The interior of the room I opened my eyes in was clearly of this nature, for every wall had been lightly laser-carved with a thousand dancing shapes, ranging from spirals of DNA through to a glorious abstract impression of the retina of an animal’s eye. There was something familiar about it, something striking in the question it was trying to solve, though as the fog of my thoughts receded into the dull, throbbing headache of post-oxygen deprivation, I could not put my finger on what.
There was no furniture, except for the Pilot’s chair, and I woke on the floor.
Someone had cut through my survival suit to get the helmet off, leaving a ragged line of torn mesh around my throat. I blinked, and blinked again, and slowly coalesced the creature that hovered above me into what appeared, for all I could tell, to be an oversized metal amphibian. Qis skin was a bright crystalline green, qis optical inputs were either side of a snout-like head, qe had four limbs ending each in six fingers, and a hard shell on qis back that was clearly formed with a biophilic aesthetic in mind, but still had to be a high-efficiency solar converter. I tried to sit up to take a better look at qim, and qe belched: “You will feel dreadful and then you will feel worse. Please remain still for a few moments more.”

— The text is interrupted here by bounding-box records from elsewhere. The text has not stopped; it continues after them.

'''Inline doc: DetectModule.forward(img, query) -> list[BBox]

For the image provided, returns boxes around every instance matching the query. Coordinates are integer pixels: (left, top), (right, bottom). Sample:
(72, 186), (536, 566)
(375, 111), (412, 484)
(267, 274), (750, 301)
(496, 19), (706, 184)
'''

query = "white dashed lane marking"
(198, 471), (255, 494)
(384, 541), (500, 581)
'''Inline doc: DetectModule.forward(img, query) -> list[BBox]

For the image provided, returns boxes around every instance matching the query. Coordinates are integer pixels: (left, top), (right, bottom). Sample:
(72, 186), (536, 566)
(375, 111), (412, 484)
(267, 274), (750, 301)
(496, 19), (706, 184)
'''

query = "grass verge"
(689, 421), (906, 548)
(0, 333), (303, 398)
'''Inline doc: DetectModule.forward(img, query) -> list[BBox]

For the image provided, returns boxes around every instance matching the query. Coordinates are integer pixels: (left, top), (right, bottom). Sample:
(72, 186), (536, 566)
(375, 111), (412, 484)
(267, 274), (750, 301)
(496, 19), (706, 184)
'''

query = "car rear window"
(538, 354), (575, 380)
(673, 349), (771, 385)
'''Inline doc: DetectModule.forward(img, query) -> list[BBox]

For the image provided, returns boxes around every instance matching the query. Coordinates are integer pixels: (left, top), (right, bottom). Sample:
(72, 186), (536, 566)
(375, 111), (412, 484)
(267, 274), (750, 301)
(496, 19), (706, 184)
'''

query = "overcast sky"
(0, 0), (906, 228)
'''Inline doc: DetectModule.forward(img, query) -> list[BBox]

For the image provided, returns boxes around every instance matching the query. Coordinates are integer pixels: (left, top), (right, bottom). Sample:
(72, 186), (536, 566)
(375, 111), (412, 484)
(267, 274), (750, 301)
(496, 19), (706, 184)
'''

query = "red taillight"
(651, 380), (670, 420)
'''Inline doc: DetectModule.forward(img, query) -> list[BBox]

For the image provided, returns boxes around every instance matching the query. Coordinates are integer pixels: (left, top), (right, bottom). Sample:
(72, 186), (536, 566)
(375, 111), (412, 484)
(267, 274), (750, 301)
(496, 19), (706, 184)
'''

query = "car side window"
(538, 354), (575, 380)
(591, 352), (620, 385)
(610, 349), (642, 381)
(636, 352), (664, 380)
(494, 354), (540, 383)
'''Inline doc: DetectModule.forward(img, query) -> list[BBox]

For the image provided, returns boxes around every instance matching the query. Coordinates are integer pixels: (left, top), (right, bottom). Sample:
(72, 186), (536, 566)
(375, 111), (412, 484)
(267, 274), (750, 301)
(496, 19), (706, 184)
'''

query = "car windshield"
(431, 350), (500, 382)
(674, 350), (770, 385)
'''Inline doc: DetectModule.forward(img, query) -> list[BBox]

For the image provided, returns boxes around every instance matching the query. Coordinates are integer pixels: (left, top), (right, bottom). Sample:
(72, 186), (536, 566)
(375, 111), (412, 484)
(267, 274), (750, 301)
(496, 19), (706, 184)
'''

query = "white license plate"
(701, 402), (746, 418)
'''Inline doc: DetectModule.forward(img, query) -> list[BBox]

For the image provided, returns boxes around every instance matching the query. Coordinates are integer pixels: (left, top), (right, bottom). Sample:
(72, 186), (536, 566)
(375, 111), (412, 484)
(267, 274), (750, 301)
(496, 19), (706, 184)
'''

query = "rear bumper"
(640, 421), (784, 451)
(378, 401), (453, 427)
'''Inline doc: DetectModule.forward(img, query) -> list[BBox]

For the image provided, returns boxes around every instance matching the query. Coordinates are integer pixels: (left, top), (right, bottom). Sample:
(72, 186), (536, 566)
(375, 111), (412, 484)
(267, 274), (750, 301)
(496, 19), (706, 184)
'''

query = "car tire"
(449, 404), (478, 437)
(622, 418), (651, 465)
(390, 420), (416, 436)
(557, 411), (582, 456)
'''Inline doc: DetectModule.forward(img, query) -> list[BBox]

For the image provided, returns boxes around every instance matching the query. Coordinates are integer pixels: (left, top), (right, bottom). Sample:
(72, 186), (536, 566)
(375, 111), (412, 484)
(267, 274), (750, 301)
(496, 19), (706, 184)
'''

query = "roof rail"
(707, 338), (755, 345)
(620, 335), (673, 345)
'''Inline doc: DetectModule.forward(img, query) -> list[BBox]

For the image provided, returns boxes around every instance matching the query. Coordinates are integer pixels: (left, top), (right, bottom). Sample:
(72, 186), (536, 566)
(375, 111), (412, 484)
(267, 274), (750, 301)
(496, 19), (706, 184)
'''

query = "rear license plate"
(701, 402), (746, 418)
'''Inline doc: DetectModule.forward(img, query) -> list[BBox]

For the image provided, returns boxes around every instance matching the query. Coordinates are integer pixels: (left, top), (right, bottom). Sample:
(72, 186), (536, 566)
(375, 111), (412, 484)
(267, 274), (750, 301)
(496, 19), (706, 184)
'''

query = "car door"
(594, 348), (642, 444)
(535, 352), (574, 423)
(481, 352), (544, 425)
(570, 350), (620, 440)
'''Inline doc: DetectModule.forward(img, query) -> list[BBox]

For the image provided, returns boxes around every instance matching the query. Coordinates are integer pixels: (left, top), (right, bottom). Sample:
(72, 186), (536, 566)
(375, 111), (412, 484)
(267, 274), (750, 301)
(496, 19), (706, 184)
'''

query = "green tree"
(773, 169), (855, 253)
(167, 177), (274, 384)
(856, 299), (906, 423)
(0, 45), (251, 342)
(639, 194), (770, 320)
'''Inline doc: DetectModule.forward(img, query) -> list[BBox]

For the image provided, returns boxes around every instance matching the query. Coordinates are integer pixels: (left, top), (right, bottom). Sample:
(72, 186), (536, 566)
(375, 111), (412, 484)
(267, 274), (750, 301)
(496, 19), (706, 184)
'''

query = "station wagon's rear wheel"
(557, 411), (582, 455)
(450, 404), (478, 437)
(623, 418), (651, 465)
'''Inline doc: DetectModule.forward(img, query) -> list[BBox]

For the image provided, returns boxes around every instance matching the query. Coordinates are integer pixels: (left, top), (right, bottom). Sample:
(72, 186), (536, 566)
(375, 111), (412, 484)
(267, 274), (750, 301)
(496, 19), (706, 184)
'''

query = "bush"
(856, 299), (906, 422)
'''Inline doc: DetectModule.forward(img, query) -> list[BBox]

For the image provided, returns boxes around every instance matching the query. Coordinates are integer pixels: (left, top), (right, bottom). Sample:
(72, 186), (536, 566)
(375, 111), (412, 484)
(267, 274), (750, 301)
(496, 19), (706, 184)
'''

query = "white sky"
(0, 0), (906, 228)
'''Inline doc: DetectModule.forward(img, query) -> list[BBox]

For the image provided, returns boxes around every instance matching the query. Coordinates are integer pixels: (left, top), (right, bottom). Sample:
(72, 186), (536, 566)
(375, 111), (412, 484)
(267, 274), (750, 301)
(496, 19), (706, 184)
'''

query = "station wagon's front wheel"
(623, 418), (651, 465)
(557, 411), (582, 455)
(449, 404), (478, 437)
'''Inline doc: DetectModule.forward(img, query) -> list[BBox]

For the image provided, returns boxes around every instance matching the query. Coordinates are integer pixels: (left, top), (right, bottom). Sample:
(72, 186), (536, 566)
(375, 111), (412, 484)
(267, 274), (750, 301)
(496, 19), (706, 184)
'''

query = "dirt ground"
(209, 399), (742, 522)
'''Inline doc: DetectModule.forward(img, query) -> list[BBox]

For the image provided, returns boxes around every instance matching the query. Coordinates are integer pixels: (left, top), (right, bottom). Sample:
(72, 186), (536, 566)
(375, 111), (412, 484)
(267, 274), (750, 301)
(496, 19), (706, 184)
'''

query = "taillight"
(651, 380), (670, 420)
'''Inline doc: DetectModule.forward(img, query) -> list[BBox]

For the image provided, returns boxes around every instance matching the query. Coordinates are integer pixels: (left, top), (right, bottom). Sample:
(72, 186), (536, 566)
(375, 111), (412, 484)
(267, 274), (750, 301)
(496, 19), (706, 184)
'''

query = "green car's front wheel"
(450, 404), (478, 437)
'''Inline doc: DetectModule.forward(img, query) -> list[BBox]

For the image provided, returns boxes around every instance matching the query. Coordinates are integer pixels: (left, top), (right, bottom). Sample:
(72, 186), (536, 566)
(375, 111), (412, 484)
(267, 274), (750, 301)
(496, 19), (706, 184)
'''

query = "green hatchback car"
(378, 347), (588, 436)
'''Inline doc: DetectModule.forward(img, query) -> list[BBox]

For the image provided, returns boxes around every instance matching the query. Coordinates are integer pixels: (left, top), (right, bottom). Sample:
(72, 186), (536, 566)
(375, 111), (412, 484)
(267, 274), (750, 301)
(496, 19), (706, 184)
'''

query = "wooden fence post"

Qis efforts towards anthropomorphic incarnation had not extended as far as mobilising qis jaw, which I suspected hid a panoplyof delicate chemical sensors rather than a dynamic speaker unit, but qe gently pushed me back down in a way that suggested some understanding of organic anatomy, maybe even some weak concept of bedside manner.
I tried to ask where I was, and my first attempt was like the cracking of broken metal.
The quan beside me hopped over to a wall unit, extended a hand. A nozzle emerged from the laser-carved wall; discharged water into the sealed hollow of qis palm. Qe turned back to me, held the liquid up to my lips, supported my head as I drank, eased me back down.
“Thank you,” I said.
“You are very welcome.”
Qe was speaking Assembly Adjumiri. The realisation was not a punch, so much as a slow-drifting question that rose less with the warmth of comfort than a shimmering of unease. “Maolcas? The Nitashi I was with?”